20. A method according to any one of claims 1 to 6 and 10 to 19, wherein the liquid is derived from the separations of samples that have been labelled with undeuterated or D₈-isotope-coded affinity tags or alternatively with undeuterated or D₇-isotope labelled tags.

21. A method according to any one of claims 1 to 6 and 10 to 20 for the production of a plurality of spatially distinct spots of sample on a substrate for analysis.

22. The method according to claim 21, wherein the sample comprises peptides and the analysis comprises mass spectrometry.
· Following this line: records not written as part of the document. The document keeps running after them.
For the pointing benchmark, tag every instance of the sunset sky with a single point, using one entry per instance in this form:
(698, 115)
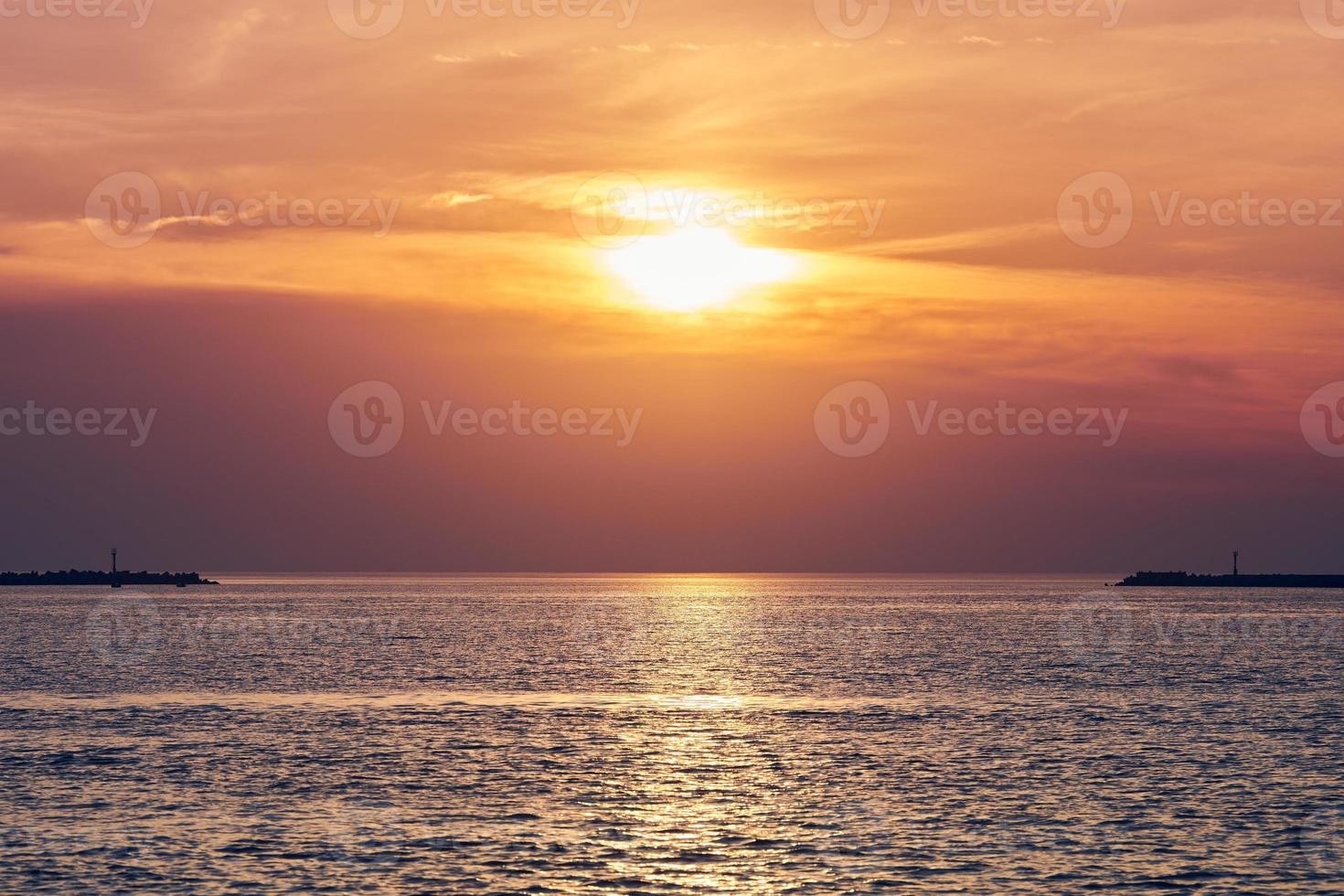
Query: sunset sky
(485, 142)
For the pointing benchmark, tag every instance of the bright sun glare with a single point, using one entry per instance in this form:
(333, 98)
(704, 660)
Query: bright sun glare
(697, 268)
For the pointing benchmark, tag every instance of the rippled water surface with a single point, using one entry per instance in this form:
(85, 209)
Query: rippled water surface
(671, 735)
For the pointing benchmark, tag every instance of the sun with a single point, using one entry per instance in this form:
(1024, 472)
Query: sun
(697, 268)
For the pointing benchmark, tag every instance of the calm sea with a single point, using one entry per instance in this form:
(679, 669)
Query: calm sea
(683, 735)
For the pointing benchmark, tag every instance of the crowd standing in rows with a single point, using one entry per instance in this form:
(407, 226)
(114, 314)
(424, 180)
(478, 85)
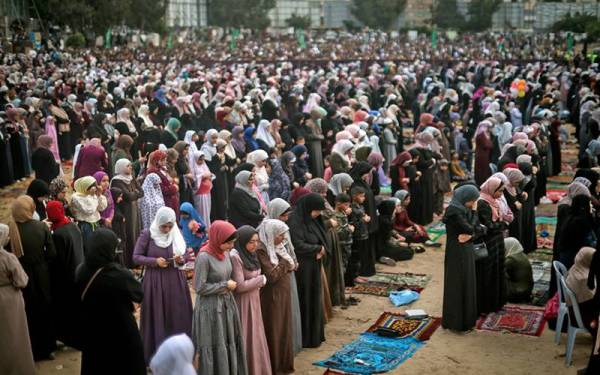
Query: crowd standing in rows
(270, 183)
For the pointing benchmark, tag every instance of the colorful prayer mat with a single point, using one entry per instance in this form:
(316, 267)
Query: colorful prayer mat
(371, 354)
(421, 329)
(382, 283)
(523, 320)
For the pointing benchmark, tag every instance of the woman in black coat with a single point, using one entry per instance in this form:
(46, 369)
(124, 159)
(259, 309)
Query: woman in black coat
(460, 289)
(310, 244)
(360, 173)
(42, 160)
(110, 336)
(244, 206)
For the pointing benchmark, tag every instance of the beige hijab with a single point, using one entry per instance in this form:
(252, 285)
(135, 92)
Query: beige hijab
(22, 211)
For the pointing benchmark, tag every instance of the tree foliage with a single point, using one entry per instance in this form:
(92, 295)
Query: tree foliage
(377, 14)
(480, 14)
(97, 16)
(240, 13)
(447, 16)
(298, 22)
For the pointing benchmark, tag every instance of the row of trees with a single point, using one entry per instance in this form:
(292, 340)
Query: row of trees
(149, 15)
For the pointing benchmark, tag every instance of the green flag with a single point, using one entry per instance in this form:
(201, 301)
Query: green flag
(570, 43)
(108, 38)
(300, 39)
(235, 33)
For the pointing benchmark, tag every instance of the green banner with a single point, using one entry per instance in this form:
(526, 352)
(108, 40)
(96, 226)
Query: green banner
(108, 38)
(235, 33)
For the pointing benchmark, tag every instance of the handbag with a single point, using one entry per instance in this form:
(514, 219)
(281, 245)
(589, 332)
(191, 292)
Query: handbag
(480, 251)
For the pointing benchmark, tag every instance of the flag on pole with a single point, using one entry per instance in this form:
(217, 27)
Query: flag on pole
(108, 38)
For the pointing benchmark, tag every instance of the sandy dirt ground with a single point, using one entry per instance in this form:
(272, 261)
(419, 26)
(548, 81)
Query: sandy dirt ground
(445, 353)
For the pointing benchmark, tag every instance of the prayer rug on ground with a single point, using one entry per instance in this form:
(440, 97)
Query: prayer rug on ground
(523, 320)
(382, 283)
(542, 271)
(371, 354)
(421, 329)
(436, 231)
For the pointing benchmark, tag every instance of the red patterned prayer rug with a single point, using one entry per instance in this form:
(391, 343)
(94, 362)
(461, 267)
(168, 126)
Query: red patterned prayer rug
(524, 320)
(421, 329)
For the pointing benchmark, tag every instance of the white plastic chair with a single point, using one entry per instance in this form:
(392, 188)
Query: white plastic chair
(563, 310)
(574, 327)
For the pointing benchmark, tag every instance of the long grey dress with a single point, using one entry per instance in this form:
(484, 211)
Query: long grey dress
(216, 327)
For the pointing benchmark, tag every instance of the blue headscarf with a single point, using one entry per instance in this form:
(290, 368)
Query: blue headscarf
(250, 141)
(191, 239)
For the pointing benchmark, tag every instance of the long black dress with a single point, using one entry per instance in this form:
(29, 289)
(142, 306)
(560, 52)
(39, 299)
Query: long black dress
(65, 298)
(460, 295)
(528, 232)
(111, 341)
(308, 236)
(44, 165)
(424, 201)
(491, 292)
(38, 251)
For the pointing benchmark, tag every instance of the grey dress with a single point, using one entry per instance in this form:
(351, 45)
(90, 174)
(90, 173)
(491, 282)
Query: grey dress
(216, 327)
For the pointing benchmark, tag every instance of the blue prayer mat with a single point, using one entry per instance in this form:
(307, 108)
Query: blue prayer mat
(372, 354)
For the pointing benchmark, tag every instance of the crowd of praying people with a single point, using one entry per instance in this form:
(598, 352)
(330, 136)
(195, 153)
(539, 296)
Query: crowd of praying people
(278, 187)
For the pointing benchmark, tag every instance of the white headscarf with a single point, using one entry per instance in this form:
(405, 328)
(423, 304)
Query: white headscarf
(174, 356)
(163, 216)
(143, 113)
(120, 169)
(268, 230)
(264, 134)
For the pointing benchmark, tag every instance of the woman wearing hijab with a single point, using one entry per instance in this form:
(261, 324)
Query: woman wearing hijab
(122, 150)
(31, 242)
(512, 194)
(577, 281)
(92, 158)
(244, 207)
(39, 191)
(15, 348)
(483, 151)
(192, 226)
(577, 231)
(107, 292)
(169, 136)
(279, 209)
(249, 280)
(422, 192)
(250, 140)
(42, 160)
(518, 272)
(411, 231)
(309, 238)
(167, 306)
(216, 327)
(360, 173)
(341, 155)
(125, 182)
(157, 164)
(460, 283)
(528, 228)
(69, 255)
(491, 293)
(103, 185)
(174, 356)
(277, 263)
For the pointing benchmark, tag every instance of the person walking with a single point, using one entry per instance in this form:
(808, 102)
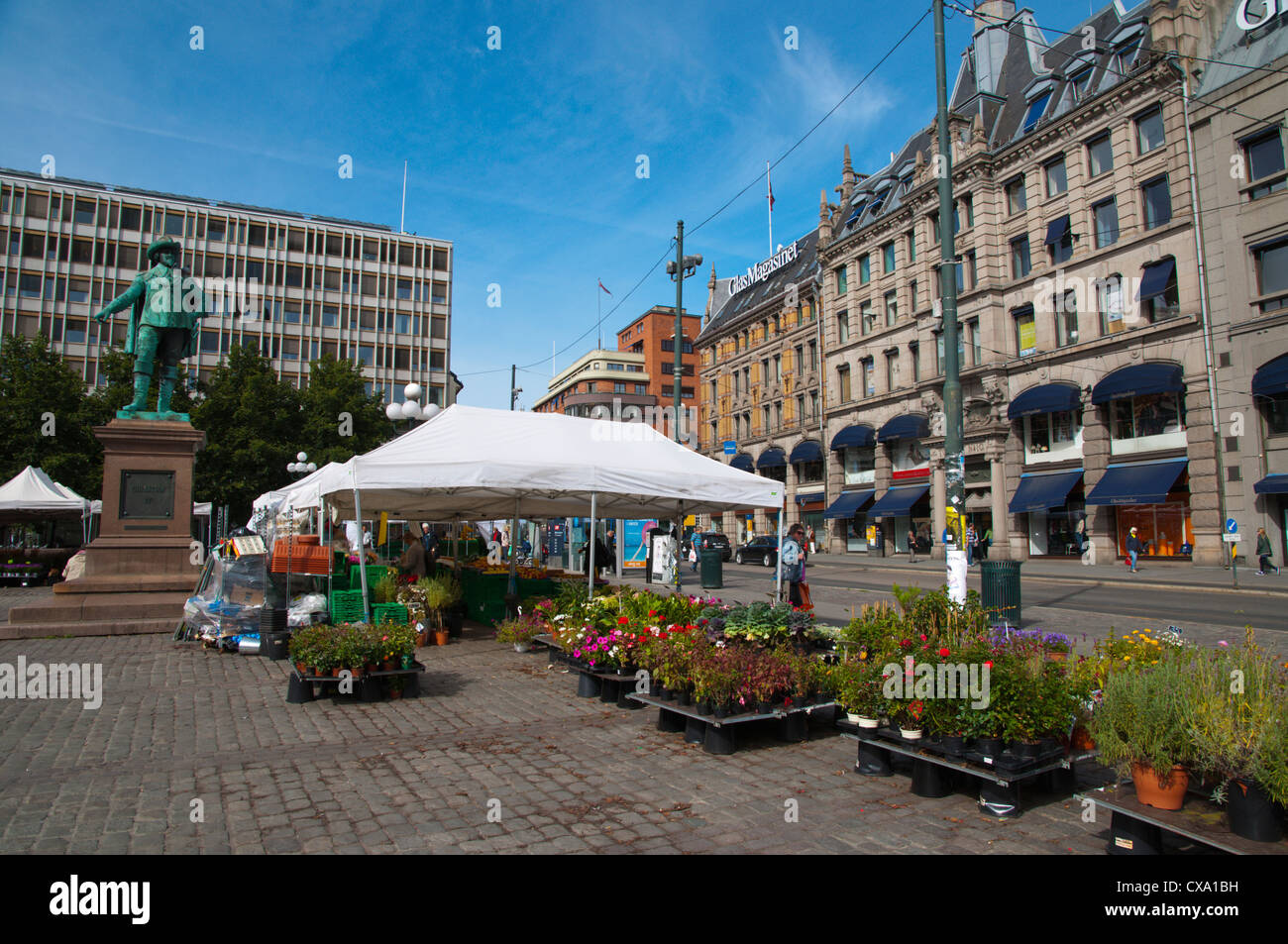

23. A method for producing an array of peptides for mass spectrometric analysis on a solid substrate comprising:

(a) bringing a hollow capillary into contact with a liquid sample containing polypeptides;

(b) locating the capillary above a selected position on the substrate;

(d) retraction of the capillary and substrate relative to each other

(e) repeating steps (c) and (d) one or more times;

(f) relocating the capillary above a different selected position on the substrate and performing steps (c) to (e);

(g) repeating step (f) one or more times; and

(h) applying a matrix solution to the spots of liquid on the substrate before the liquid has completely evaporated.